Разговоры под шум дождя
Ноябрь – один из самых грустных, самых дождливых месяцев в году. Монотонно дождит он каждый день, стучит и стучит по стеклу…
Елизавета подошла к окну, вгляделась в затухающий осенний день. Прислушалась к звуку капель. Вспомнила чьи-то стихи:
На улице всё серость неприглядная,
И мокрые листы на мостовой.
Была красива осень листопадная -
Тосклива ты дождливою порой.
.
Женщина неторопливо задернула занавески, включила свет. Кухня сразу преобразилась, стало веселее, наряднее, теплее.
-- А ты знаешь, Федя, в дождь-то хорошо дома, никуда идти не хочется, - Елизавета повернулась к мужу, сидящему с газетой у стола. - Наверное, для того и нужен этот мокрый ноябрь, чтобы люди почувствовали, как хорошо, как уютно дома - она обняла своего многолетнего спутника жизни, погладила его седые, поредевшие волосы. Фёдор поймал её руку, поцеловал.
-- Ты, как всегда, права, голубушка.
Не успел он договорить, как раздался звонок .
- Накрывай-ка на стол, Лизушка, это Крутиковы пришли поболтать, почаёвничать! Обещали сегодня вечерком заглянуть, я забыл тебе сказать!
1
ПОКАЯНИЕ И РАСКАЯНИЕ
Супруги Крутиковы (Анна и Пётр) – соседи. Тоже пенсионеры. Когда-то все четверо работали на одном предприятии. За долголетний труд получили в этом доме квартиры. Вот теперь друг к другу ходят в гости.

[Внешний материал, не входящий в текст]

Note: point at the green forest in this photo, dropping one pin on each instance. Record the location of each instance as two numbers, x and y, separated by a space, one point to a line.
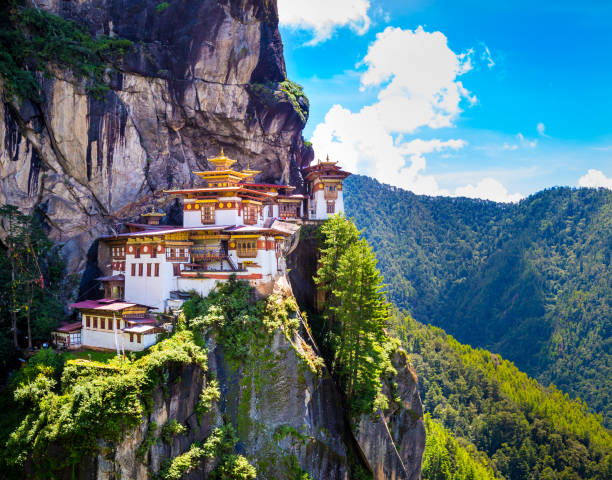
531 281
487 419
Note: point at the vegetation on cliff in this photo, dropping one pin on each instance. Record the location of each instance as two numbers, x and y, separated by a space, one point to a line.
32 285
505 420
351 328
34 41
64 410
531 280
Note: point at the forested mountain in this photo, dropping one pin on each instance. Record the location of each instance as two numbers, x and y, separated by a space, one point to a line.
503 423
531 281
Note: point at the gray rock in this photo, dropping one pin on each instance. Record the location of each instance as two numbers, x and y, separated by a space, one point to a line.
192 84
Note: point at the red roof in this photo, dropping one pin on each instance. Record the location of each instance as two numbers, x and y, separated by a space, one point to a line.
69 327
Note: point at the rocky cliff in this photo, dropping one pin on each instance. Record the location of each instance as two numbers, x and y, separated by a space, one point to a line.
287 414
202 74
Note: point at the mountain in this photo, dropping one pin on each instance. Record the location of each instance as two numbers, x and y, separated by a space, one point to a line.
531 281
487 419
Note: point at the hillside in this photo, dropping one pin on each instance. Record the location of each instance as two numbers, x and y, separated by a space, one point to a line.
531 281
503 423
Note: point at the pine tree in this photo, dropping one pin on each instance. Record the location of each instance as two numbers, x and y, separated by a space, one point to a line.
362 312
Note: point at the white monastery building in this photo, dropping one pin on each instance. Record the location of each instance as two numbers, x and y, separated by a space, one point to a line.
231 226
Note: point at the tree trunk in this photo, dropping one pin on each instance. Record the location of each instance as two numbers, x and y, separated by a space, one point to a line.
28 318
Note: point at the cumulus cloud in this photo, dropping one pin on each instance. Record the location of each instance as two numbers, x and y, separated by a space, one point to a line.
486 56
541 128
416 73
595 178
416 76
323 17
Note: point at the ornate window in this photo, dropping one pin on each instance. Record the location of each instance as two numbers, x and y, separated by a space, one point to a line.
288 210
246 248
331 192
208 213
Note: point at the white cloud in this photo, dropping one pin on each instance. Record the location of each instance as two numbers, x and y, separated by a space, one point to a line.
541 128
323 17
486 56
595 178
490 189
416 76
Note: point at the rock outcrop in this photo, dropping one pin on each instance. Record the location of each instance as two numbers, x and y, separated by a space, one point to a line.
203 74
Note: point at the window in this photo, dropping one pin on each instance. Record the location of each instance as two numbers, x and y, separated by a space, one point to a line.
249 214
246 248
288 210
208 213
331 192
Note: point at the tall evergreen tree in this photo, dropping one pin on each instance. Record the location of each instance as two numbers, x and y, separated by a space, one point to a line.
361 310
354 315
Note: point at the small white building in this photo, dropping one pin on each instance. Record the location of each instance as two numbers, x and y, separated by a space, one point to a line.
231 226
113 324
324 182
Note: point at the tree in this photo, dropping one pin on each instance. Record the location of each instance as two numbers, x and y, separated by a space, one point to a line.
355 314
362 311
24 300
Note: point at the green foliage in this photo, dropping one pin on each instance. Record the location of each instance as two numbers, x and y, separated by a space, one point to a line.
149 440
241 324
500 416
447 459
161 7
296 96
32 40
209 396
355 315
32 283
287 90
171 429
219 444
235 467
531 280
92 401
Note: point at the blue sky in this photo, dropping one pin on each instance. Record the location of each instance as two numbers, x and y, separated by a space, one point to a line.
484 99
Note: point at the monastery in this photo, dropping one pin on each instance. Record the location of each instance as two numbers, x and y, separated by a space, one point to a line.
232 226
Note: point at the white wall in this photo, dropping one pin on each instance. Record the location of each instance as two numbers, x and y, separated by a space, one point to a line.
151 291
106 339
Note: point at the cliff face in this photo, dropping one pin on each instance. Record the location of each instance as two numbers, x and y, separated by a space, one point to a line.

Пока все рассаживались, хозяйка заварила душистый травяной чай, на столе появились конфеты, печенье и бутерброды с сыром.
-- Мы сыты, хозяюшка, не суетись, просто пообщаться пришли. В такую серую погоду поговорить хочется. От телевизора уже глаза устали.
- И хорошо сделали, что пришли, - улыбалась Елизавета, расставляя чашки.
Фёдор потянул за тоненький шнурок, - абажур плавно скользнул вниз, объединяя светом всех сидящих за столом.
- Как, Петя, в командировку съездил? – Обратился к соседу Фёдор, размешивая сахар в чашке с ароматным горячим чаем.
- Обычная командировка, - охотно откликнулся гость, отставляя чашку, (он любил остывший чай), - расскажу ка вам один интересный случай из этой поездки:
Отвезли меня приятели после работы в маленькую сельскую церквушку. Там народу почти не было, только какая-то женщина каялась в своих грехах. Я стоял недалеко, старинные иконы рассматривал. Слышу:
- Бу-бу- бу, бу-бу –бу, - что-то невнятно говорит женщина.
- А ты, Тимофеевна, и в прошлый раз в этом каялась? – спрашивает священник.
- Бу-бу-бу, бу-бу-бу, - бубнит прихожанка.
- И в позопрошлый - за те же поступки получила отпущение?
- Бу-бу-бу,- согласилась кающаяся.
- Так что же это, я твои грехи именем Божиим прощаю, а ты опять - то же самое творишь? Грешишь и грешишь! Когда же раскаешься до глубины души?! Ты страшные вещи совершаешь, Тимофеевна! Господи, прости и вразуми! – с горечью выдохнул священник.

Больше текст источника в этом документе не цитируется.